Squeezed by budget constraints, the Navy is proposing significant cuts in its shipbuilding program that could batter the already struggling industry.
The proposal comes as top Pentagon officials consider shifting the military's focus from preparing for large-scale warfare to training more specialized forces for guerrilla warfare, long-term peacekeeping and counter-terrorism efforts. The changes could eventually mean a reallocation of resources from traditional weapons such as ships, tanks and planes in favor of more troops, elite Special Operations forces and intelligence gathering.
The Navy's proposal would provide funds to build only four ships in 2006, compared with nine planned for 2005, according to a Defense official who spoke only on condition of anonymity because the budget proposal hasn't been made public. The plan would also delay production of a new generation of destroyers.
Defense Secretary Donald H. Rumsfeld has not signed off on the proposal, which would also need congressional approval, but the plan has provoked debate on how many ships the Navy needs and whether it can still afford to support six shipyards.

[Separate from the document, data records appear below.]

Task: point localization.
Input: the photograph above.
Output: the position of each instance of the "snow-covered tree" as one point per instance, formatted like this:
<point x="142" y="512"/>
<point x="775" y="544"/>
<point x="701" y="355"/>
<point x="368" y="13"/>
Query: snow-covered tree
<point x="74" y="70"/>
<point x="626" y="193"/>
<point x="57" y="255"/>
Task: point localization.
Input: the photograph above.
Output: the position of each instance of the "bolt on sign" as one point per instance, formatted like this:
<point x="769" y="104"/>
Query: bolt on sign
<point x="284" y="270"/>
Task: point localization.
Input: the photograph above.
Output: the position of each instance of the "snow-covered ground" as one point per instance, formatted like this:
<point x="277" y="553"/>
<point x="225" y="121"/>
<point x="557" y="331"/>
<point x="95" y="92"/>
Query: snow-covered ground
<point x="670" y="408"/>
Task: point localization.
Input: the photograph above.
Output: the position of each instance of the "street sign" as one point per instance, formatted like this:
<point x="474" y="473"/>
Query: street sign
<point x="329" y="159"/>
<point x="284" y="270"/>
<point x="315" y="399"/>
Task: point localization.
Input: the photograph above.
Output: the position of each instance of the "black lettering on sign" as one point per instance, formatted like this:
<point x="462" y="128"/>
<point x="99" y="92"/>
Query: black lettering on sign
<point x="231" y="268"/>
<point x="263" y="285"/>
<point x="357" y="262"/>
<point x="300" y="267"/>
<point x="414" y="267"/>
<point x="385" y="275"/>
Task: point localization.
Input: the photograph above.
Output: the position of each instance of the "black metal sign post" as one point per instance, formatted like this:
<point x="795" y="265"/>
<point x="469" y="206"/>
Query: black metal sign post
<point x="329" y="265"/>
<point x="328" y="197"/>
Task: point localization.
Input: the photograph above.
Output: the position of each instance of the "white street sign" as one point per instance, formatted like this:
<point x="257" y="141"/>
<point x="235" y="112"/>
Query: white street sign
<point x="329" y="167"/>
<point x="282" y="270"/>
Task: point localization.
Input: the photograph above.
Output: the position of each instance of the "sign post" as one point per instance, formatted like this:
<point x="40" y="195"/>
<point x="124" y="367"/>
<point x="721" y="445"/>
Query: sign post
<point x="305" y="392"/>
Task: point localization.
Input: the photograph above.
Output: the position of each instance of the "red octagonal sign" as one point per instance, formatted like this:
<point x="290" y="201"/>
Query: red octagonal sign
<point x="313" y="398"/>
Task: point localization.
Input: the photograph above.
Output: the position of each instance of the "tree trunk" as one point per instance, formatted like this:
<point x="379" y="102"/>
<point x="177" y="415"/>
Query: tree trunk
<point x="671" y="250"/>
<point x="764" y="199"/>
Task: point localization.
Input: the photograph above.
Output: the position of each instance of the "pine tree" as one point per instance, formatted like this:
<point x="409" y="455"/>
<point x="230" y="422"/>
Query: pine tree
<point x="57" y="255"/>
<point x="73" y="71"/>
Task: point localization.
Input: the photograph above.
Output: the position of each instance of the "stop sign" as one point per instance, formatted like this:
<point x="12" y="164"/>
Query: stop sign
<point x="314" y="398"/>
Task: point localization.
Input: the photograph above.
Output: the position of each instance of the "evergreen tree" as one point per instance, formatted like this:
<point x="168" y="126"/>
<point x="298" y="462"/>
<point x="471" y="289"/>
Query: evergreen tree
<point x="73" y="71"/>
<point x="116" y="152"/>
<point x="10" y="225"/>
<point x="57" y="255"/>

Industry officials predict that the proposal, if enacted, would cripple shipbuilders already suffering from low production rates. It is also likely to face a battle in Congress. The "Navy's proposal is irresponsible [and] would create unnecessary instability in the nation's fleet strength and uncertainty for our vital shipbuilding industry," Sen. Olympia J. Snowe (R-Maine) said in a written statement. "As our nation continues to fight the global war on terror, now is clearly not the time to be under-funding our critical military infrastructure by diminishing the Navy's fleet size." Bath Iron Works, owned by Falls Church-based General Dynamics Corp., is one of the largest employers in Maine.
The Navy will also likely face resistance from Sen. John W. Warner (R-Va.), chairman of the Senate Armed Services Committee. Northrop Grumman Corp.'s Newport News Shipbuilding is the largest manufacturing employer in Virginia, with 19,000 workers. The committee has not been briefed on the Navy proposal, but "I would look with great concern on any delay in funding for these critical shipbuilding programs," Warner said in a written statement.

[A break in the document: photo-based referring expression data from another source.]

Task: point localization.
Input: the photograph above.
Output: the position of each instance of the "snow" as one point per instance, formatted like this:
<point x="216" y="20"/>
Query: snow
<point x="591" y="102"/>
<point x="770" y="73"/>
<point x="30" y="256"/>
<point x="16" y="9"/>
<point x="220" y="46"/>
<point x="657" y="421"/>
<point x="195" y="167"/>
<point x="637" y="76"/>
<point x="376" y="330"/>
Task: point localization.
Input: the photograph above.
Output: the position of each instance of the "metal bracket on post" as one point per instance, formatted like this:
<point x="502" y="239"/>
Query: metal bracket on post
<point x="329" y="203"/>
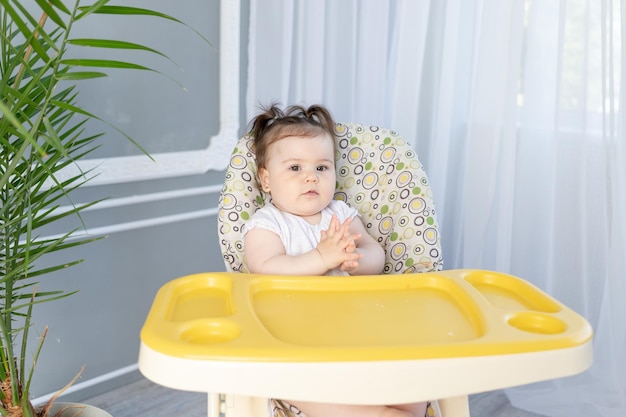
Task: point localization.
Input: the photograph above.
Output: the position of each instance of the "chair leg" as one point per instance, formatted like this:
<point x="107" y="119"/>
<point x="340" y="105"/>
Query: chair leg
<point x="213" y="404"/>
<point x="455" y="406"/>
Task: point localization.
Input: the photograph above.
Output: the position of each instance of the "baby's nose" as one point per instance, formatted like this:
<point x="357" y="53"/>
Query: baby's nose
<point x="311" y="176"/>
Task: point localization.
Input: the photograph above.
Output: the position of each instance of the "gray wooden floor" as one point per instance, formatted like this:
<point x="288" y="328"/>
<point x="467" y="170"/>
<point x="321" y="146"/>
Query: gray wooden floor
<point x="144" y="398"/>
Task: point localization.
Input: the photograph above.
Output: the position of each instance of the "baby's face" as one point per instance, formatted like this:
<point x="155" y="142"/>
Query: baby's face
<point x="300" y="175"/>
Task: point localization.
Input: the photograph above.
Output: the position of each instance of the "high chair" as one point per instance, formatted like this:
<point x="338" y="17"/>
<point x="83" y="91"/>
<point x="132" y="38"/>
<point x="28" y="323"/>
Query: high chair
<point x="415" y="334"/>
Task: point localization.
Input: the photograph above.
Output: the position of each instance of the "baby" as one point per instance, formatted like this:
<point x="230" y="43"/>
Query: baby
<point x="304" y="231"/>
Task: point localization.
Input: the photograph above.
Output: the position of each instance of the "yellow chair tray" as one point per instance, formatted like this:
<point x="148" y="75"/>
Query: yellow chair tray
<point x="456" y="313"/>
<point x="359" y="340"/>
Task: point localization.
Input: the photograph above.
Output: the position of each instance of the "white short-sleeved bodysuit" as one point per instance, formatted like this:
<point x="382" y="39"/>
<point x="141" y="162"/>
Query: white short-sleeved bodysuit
<point x="299" y="236"/>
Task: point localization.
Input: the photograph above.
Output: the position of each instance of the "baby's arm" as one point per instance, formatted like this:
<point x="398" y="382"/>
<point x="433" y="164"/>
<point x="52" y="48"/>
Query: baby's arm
<point x="373" y="255"/>
<point x="265" y="254"/>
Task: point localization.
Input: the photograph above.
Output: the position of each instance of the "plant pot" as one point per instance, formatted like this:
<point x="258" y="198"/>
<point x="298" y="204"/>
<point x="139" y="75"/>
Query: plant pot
<point x="66" y="409"/>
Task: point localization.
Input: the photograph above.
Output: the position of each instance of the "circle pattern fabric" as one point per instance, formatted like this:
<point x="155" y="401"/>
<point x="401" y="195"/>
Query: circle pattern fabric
<point x="378" y="173"/>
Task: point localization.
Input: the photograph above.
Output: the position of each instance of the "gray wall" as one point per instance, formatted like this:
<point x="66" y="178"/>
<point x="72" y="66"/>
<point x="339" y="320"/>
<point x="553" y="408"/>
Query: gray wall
<point x="147" y="243"/>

The Navy declined to comment on its budget proposals.
The budget crunch goes across the military. Personnel costs for all of the services, including the Navy, have increased 30 percent since 1999, said Robert Work, senior analyst at the Center for Strategic and Budgetary Assessments. "All of the services are under very intense pressure on their procurement budget," he said. The wars in Iraq and on terrorism have also taxed resources, he said. "We're spending more money on flight hours, sailing hours; fuel costs are going through the roof. The procurement budget is one of the few places where they can divert money."

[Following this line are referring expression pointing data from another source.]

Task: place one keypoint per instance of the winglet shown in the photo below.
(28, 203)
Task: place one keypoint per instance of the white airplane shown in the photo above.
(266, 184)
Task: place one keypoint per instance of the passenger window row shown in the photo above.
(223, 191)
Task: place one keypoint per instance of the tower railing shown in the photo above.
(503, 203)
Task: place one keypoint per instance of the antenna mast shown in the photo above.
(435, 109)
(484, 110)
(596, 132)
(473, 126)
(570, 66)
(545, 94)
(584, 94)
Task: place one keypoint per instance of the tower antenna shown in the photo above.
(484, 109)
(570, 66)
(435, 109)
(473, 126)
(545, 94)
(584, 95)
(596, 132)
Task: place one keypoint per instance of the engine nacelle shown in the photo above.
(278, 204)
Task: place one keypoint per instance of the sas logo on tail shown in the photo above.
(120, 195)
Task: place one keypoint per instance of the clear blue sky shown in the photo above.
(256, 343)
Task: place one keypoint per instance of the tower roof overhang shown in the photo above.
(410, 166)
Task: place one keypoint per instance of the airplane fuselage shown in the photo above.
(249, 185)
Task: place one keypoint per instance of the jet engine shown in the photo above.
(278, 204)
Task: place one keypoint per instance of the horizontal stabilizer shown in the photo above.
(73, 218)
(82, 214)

The Navy's shipbuilding aspirations have plummeted from the days when Ronald Reagan aimed for a 600-ship arsenal and missed the goal by only six ships. The Navy has more than 290 ships and has said it wants up to 90 more. The proposal is an acknowledgement the Navy will not be able to reach its goals under the current tight budget conditions, industry analysts said.
The proposal calls for delaying construction of a new class of destroyer until 2007 from a previous target of 2005, according to defense and industry officials. It also would delay a planned acceleration in the production of submarines and push back delivery of a new aircraft carrier.